1 Reply Latest reply on Feb 26, 2020 8:16 AM by siaz_4422716

    Secure access of GATT Characteristic

    siaz_4422716

      Hello,

       

      We are on the process to secure our bluetooth device based on CYBT-213043-02 module

      We use ModusToolBox Version:  2.0.0

      Wiced BT SDK version : release-v2.1.0

      We use CYBT-213043-EVAL has development board for this project

      You will find our project based on Exercise 4B.4 attach to this post.

       

      Our Bluetooth pairing device is an Ubuntu 18.04 running Bluez stack/Bluetoothctl v5.48

      Another bluetooth pairing device is an debian running Bluez stack/Bluetoothctl v5.50

       

      The first state that we want to achieve is to validated the paring/bonding with a Passkey Entry.

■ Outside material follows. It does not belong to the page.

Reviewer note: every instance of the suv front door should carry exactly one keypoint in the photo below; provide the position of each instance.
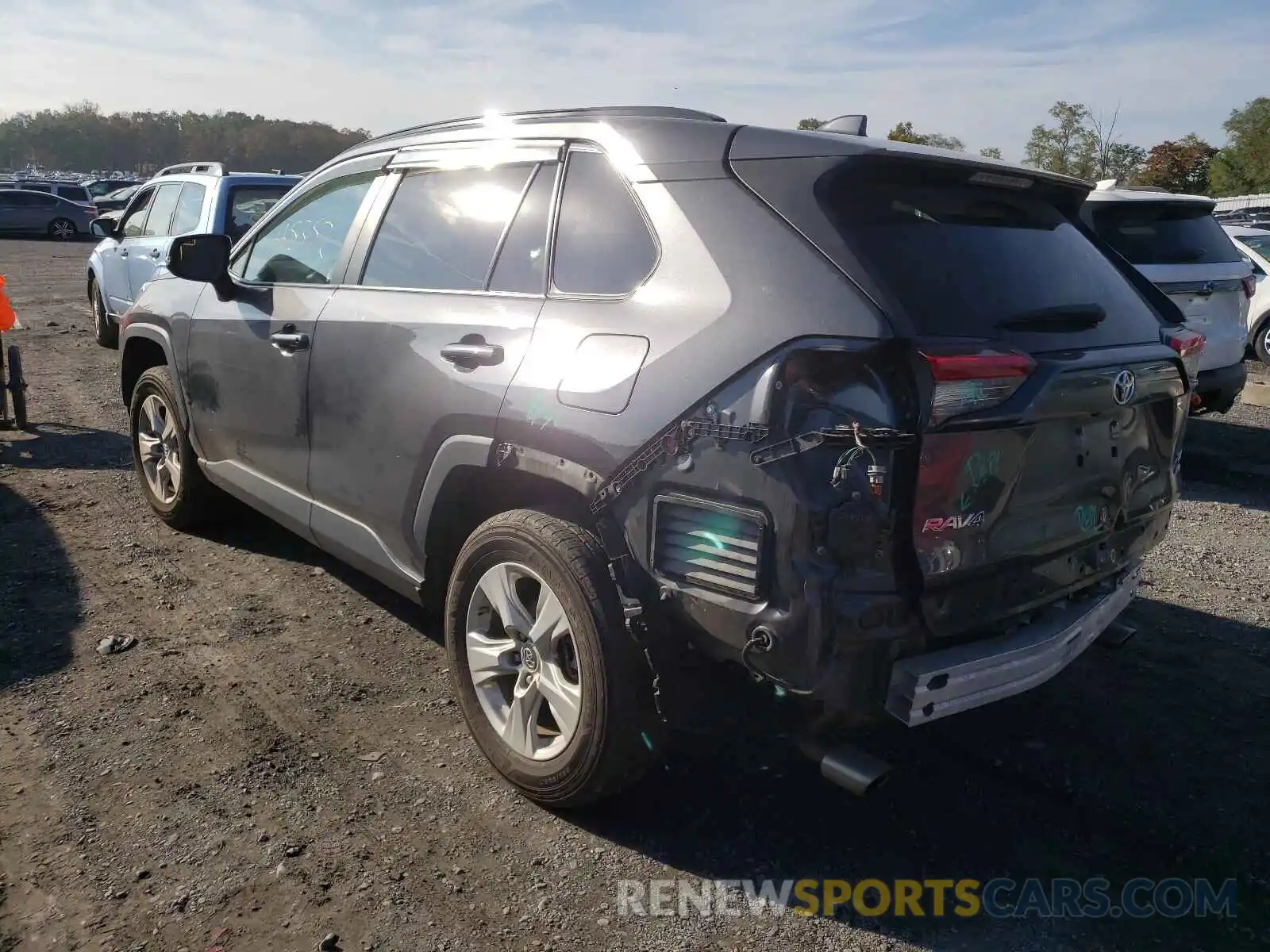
(249, 355)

      Then we want to constrain the read/write/notify access of Gatt Characteristic only to the client that have been already paired (with the passkey process).

       

      Following the labs ( https://github.com/cypresssemiconductorco/CypressAcademy_WBT101_Files ) one way to achieve this goal is to follow the Exercise 4B.4 (Advanced) Add a Pairing Passkey from WBT101-04B-BLE-Ntfy-Sec.pdf

       

      To secure our GATT access we understood that we need to fill the Read (authentificated) box on Bluetooth Configurator in each characteristic permissions that we want to protect

       

      Using this setup we observe the following behaviour when trying to read a characteristic "Counter" implemented as Read (authentificated) :

      Performing a connect to the device with bluez, without asking for pairing.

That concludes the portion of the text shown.